Варяг, стр. 31

Счастливый, опьяненный греческим вином, а пуще того – воспоминаниями, засыпал он на узком и жестком ложе в монастыре святого Вонифатия, куда определен был императорским человеком на ночлег. Только ночью проснулся, обливаясь холодным потом – привиделся ему странный и страшный сон. Будто стоит он в христианском храме и держит Лауру за руку. И хочет по христианскому обряду надеть ей на тонкий палец перстень-оберег, но в нем разгорается вдруг жаркое пламя, и скрывает Лауру от глаз. А когда пламя гаснет, на ее месте оказывается чужая, незнакомая женщина, и она смеется звонко, потешаясь над его горем.

А в императорском дворце, в опочивальне царевны Анны не спали до зари. Ничком на ложе рыдала царевна, а над ней стояли угрюмые Константин и Василий. Вздрагивали у дверей вооруженные стражи – так громко стонала и жаловалась Анна.

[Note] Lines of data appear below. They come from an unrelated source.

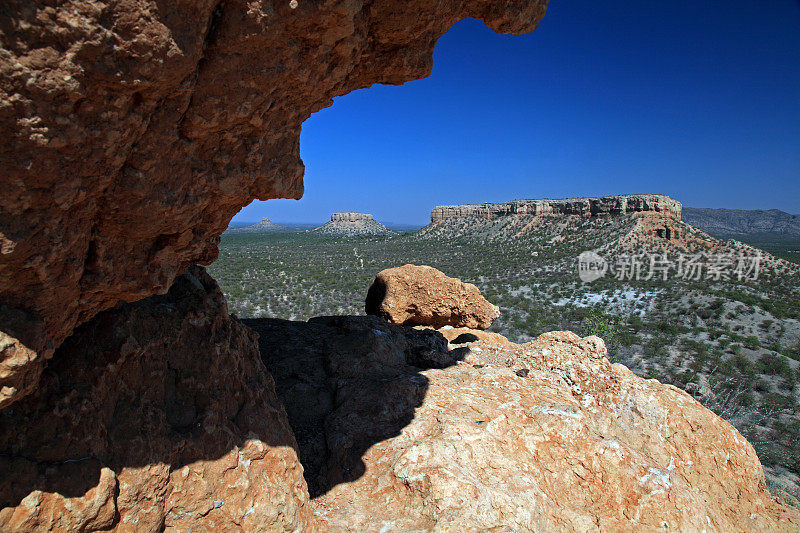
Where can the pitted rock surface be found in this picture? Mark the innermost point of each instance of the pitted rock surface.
(577, 444)
(134, 131)
(422, 295)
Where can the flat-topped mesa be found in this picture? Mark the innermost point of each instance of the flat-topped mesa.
(350, 217)
(583, 207)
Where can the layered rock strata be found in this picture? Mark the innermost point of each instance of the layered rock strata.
(544, 436)
(134, 131)
(155, 415)
(582, 207)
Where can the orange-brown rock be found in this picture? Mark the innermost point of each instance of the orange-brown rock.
(133, 131)
(157, 414)
(549, 436)
(422, 295)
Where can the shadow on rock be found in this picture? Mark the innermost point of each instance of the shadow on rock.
(347, 382)
(145, 416)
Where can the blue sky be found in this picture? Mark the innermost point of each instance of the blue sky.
(699, 100)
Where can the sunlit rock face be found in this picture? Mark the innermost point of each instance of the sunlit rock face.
(544, 436)
(134, 131)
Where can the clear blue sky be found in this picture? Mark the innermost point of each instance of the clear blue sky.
(697, 99)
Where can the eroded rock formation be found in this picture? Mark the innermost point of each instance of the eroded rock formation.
(264, 226)
(352, 224)
(160, 415)
(157, 414)
(583, 207)
(133, 132)
(422, 295)
(550, 436)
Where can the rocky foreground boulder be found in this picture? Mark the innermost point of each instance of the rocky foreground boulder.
(134, 131)
(422, 295)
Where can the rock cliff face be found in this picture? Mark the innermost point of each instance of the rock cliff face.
(583, 207)
(134, 131)
(157, 414)
(352, 224)
(351, 217)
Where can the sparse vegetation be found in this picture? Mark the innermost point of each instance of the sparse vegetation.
(734, 346)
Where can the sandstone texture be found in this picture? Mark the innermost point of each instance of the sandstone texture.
(133, 132)
(401, 430)
(422, 295)
(352, 225)
(154, 415)
(582, 207)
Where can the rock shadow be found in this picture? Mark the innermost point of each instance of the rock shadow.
(347, 383)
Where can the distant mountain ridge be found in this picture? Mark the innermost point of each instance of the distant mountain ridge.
(733, 222)
(353, 224)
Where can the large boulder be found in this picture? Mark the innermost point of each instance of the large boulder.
(422, 295)
(542, 436)
(153, 415)
(134, 131)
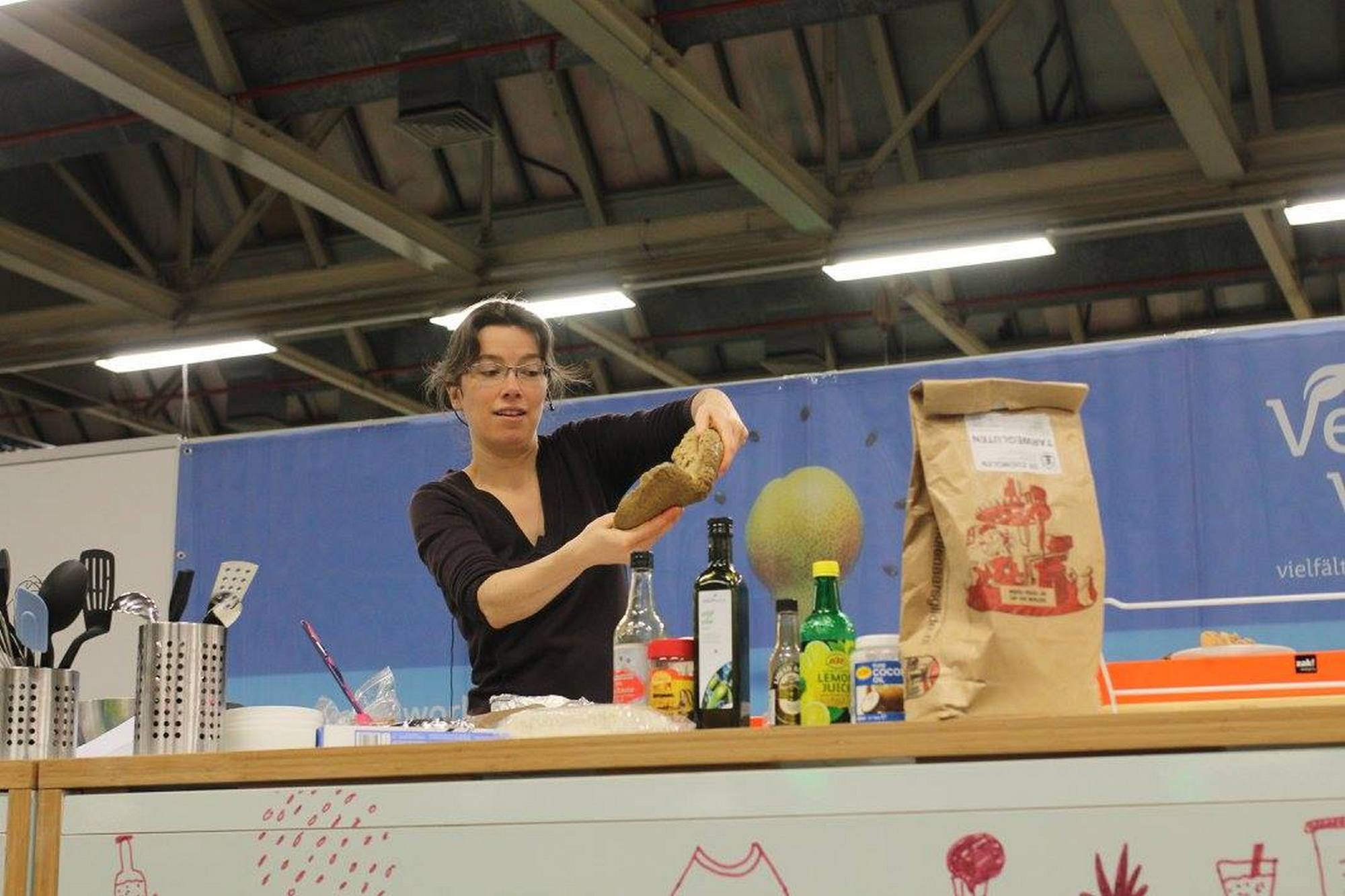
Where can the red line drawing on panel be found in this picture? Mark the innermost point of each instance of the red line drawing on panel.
(1249, 877)
(1125, 883)
(130, 880)
(974, 861)
(754, 874)
(311, 845)
(1330, 845)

– Варварская земля, идолопоклонники, и я стану женой их дикого и свирепого князя? Господи, да лучше бы мне умереть во младенчестве!

– Сестра... – в тысячный раз попытался высказаться Константин.

– Я не хочу ничего слышать! Я знаю одно – как поганые язычники приносят человеческие жертвы, так и вы хотите принести в жертву меня во имя дружбы и мира между Русью и Византией! Но я не хочу этого, и не поеду. Не поеду, слышите? Вы не можете отправить меня туда силой!

– Можем, – это было первое за вечер слово, оброненное Василием. – Но хотим уговорить тебя добром, сестра. Ты будешь нам благодарна. Русь – великая и богатая страна. Да что и говорить – сейчас, когда Владимир взял Корсунь, мы можем почитать Русь богаче Византии. И ты станешь ее княгиней!

– Не на княжение я иду, – тихо, с ненавистью отвечала Анна, подняв голову и взглянув на брата сверкающими от слез глазами. – В плен жестокий меня отправляют бессердечные братья.

Василий взглядом отозвал в сторону Константина.

– Прикажи послать за патриархом.

– Но...

– Быть может, он сможет уговорить сестру. Утром нужно дать ответ этому настырному послу. Если Анна откажется идти за князя Владимира, это принесет гибель Византии. Она женщина, ей непонятны такие мысли. Но патриарх мудр, он может найти дорогу к любой душе.

Константин кивнул согласно и послал за патриархом. Несмотря на поздний час, тот прибыл тотчас, словно ждал зова. А быть может, так оно и было – ничего нельзя утаить во дворце, наверняка патриарх уже знал о приезде посла от русского князя и об условиях мира.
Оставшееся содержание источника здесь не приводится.